Bill Text: OH SCR10 | 2013-2014 | 130th General Assembly | Enrolled
Bill Title: To memorialize the Congress of the United States to seek the withdrawal of the United States Preventive Services Task Force recommendation against prostate-specific antigen-based screening for prostate cancer for men in all age groups.
Spectrum: Moderate Partisan Bill (Republican 52-17)
Status: (Engrossed - Dead) 2014-01-29 - Concurrence [SCR10 Detail]
Download: Ohio-2013-SCR10-Enrolled.html
To memorialize the Congress of the United States to seek the withdrawal of the United States Preventive Services Task Force recommendation against prostate-specific antigen-based screening for prostate cancer for men in all age groups.

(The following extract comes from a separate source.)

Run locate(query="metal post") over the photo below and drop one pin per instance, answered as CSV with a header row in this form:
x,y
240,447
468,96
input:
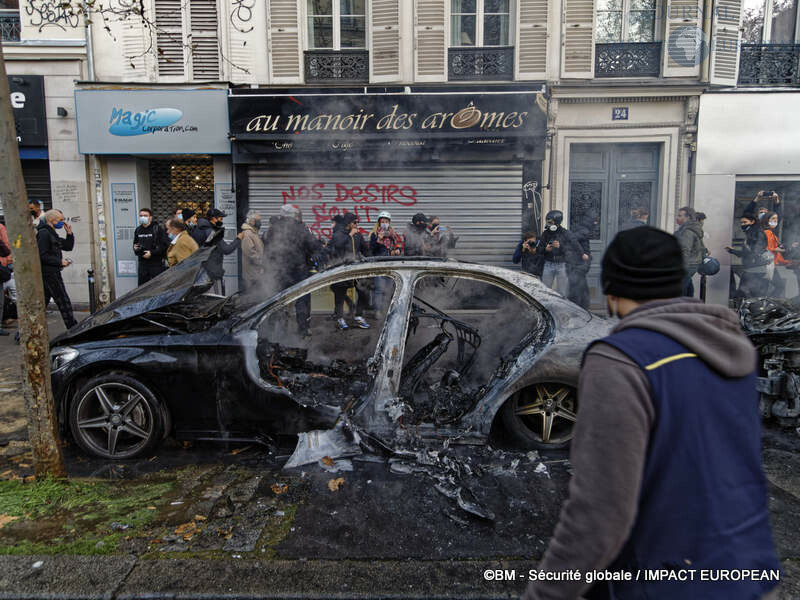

Be it resolved by the Senate of the State of Ohio
(The House of Representatives concurring):
WHEREAS, The United States Preventive Services Task Force (USPSTF) is an independent panel of nonfederal experts in prevention and evidence-based medicine that is composed of primary care physicians; and
WHEREAS, The USPSTF members are appointed by the United States Department of Health and Human Services to conduct scientific evidence reviews of a broad range of clinical health care preventive services and develop recommendations for primary care clinicians and health systems; and
WHEREAS, The USPSTF acknowledges that prostate cancer is the most commonly diagnosed nonskin cancer in men in the United States, with one in six American men being diagnosed with prostate cancer in his lifetime; and
WHEREAS, Prostate cancer is the second leading cause of cancer-related deaths in men in the United States; and
WHEREAS, The American Cancer Society estimates that in 2013 approximately 238,590 men in the United States will be diagnosed with prostate cancer and 29,720 men will die from the disease; and
WHEREAS, In Ohio alone, there are approximately 7,961 newly diagnosed cases of prostate cancer and 1,232 deaths from the disease on an annual basis, according to the February 2011 report issued by the Ohio Cancer Incidence Surveillance System; and
WHEREAS, In 2008, the USPSTF recommended against prostate-specific antigen-based screening for prostate cancer for men ages 75 and older; and
WHEREAS, In October 2011, the USPSTF issued a new recommendation against prostate-specific antigen-based screening for prostate cancer for men in all age groups, because it concluded that there is moderate or high certainty that the service has no net benefit or that the harms outweigh the benefits; and
WHEREAS, The USPSTF states that the October 2011 recommendation applies to men in the United States who do not have symptoms of prostate cancer, even though by the time a man experiences symptoms of prostate cancer, the cancer is generally too advanced to cure; and
WHEREAS, The USPSTF states that its recommendation against screening applies regardless of race, even though the USPSTF acknowledges that African-American men have a substantially higher prostate cancer incidence rate than Caucasian men and more than twice the prostate cancer mortality rate of Caucasian men; and
WHEREAS, The USPSTF issued this recommendation without having a urologist or oncologist, two types of physicians who specialize in diagnosing and treating patients with prostate cancer, on the task force; and
WHEREAS, The USPSTF's 2011 recommendation regarding prostate cancer screening follows its recommendation in November 2009 against routine mammograms for women ages 40 to 49 and against teaching women to do breast self-examinations, which Congress rejected after public outcry; and
WHEREAS, The most recently updated study, the Goteborg Randomized Population-based Prostate Cancer Screening Trial, found that with screening, deaths from prostate cancer dropped 44 per cent over a 14-year period, compared with men who did not undergo screening, and that prostate cancer screening efficiency was similar to other cancers; and
WHEREAS, The USPSTF recommendation against screening puts into harm's way men who are most at risk: the underinsured, those who live in areas where health care is not readily available, those who have a family history of prostate cancer, and African-American men, who have a higher incidence of and higher mortality rate from prostate cancer than Caucasian men; now therefore be it
RESOLVED, That we, the members of the 130th General Assembly of the State of Ohio, in adopting this resolution, respectfully memorialize the Congress of the United States to seek the withdrawal of the United States Preventive Services Task Force recommendation against prostate-specific antigen-based screening for prostate cancer for men in all age groups; and be it further
RESOLVED, That the Clerk of the Senate transmit duly authenticated copies of this resolution to each member of the Ohio Congressional delegation.